Behavior of CA-UHPC filled circular steel tube stub columns under axial compression

Abstract

Ultra-high performance concrete with coarse aggregate filled steel tube (CA-UHPCFST) is a sustainable and high-performance structural form with high carrying capacity. This paper presents experimental and numerical investigations on the axial compressive behavior of circular CA-UHPCFST stub columns. Forty-four specimens were tested to determine the effects of concrete strength, steel fiber content, steel tube thickness, and steel yield strength on the axial compressive behavior. A finite element (FE) model was developed and validated for composite action analysis between steel tube and concrete core.

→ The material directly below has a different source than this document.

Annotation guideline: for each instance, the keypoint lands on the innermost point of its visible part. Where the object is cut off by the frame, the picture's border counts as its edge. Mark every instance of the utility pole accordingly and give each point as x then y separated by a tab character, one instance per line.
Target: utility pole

The results show that the failure modes of CA-UHPCFST stub columns depend on confinement coefficient (ξ) categorizing as shear failure (ξ < 0.9) and bulge failure (ξ > 1.4). Correspondingly, as the confinement coefficient grows, the load-shortening curve after the ultimate resistance demonstrates three categories: descending, plateau, or hardening stage. The steel tube exhibits a prominent confinement effect on the CA-UHPC core, with a strength index ranging from 1.066 to 1.225; however, the enhancing effect is not as significant as that of the ordinary concrete-filled steel tubes. The incorporation of steel fiber can improve the ultimate resistance, but has a limited effect on strength index. By comparing the measured ultimate resistances to the predictions, the feasibility of current design codes for the prediction of load carrying capacity is evaluated, and a simplified model is proposed to predict the ultimate resistance of circular CA-UHPCFST stub columns under axial compression.